My first inclination as I read this was that you were a troll. Then as I read more, I thought you were serious. Now I think my first impression was right.

On the chance that you aren't a troll, I'll say this. You need to grow up. Marriage is a partnership, not a dictatorship. Sooner or later he will get sick of your crap and leave. if this is what you want, continue as is.

Otherwise, get back to the marriage counselor and try to salvage the marriage before it sinks.


----------



## dblkman (Jul 14, 2010)

Surely your story is completely false?

If not at least you are honest in being a spoiled "daddy's girl". Your father did you NO favor by raising you the way he did.
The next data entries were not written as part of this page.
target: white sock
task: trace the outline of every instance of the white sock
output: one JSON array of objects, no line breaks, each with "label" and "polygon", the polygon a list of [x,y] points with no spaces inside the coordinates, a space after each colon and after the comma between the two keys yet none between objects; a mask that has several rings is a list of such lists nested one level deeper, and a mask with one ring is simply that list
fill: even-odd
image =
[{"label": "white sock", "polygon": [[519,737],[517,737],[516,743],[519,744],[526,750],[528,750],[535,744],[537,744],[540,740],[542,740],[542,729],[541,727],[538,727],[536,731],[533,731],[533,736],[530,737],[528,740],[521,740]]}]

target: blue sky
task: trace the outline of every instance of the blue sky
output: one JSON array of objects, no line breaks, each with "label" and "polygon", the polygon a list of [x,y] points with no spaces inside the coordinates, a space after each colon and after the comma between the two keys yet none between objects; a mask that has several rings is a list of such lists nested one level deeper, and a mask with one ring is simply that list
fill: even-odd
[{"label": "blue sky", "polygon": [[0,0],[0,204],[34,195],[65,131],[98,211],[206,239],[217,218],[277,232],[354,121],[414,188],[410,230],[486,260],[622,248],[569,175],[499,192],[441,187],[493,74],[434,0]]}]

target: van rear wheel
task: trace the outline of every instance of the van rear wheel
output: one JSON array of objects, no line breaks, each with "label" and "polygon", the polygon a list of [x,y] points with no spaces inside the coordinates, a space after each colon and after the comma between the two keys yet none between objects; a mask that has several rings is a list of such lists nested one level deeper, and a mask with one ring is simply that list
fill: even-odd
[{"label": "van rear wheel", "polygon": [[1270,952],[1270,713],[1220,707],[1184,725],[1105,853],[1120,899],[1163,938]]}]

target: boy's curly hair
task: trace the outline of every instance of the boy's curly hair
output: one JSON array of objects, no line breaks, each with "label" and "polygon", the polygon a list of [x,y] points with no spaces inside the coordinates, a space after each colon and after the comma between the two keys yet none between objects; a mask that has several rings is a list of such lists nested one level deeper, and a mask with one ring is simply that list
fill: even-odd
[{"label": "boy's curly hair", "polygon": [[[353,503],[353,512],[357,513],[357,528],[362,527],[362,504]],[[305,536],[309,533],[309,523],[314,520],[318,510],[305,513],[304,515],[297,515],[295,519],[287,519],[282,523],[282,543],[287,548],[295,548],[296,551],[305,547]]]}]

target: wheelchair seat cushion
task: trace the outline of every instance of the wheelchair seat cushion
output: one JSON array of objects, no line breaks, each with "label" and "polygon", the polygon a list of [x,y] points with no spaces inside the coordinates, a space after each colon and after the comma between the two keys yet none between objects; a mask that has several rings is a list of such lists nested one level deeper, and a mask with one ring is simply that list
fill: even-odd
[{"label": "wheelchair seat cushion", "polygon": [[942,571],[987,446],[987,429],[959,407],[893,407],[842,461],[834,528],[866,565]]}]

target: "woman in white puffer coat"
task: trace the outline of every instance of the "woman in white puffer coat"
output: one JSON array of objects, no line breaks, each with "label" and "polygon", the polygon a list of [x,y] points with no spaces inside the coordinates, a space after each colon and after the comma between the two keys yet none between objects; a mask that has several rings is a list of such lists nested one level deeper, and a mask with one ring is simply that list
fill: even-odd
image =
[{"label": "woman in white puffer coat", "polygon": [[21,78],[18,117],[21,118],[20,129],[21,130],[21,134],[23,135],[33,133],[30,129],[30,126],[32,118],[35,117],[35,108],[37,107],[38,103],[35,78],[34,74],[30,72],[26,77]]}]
He created a selfish person who probably has never had to fend for herself. The reason you are having these nightmares is because you have never had to depend on yourself, whether financially or emotionally and the very thought of this scares the hell out of you.

IMO your husband and your father need to not support you for a year, that will cure you of your dependency that you have. 

Also to answer your question yes your marriage does have problems, YOU!!! Once your H leaves (and eventually he will) maybe then will you realize how lucky you were and will not take love and marriage for granted again.

I submit that you should release him and allow him to find someone who is willing to be his partner 100/100 instead of 90/10, after all, you two are NOT on the same wavelength. If he truly liked being dominated he would NOT have any complaints, but he does!

I would not be saying this if you told us that your husband LIKES it this way at that point I would say "to each his own".


----------



## the guy (Aug 3, 2010)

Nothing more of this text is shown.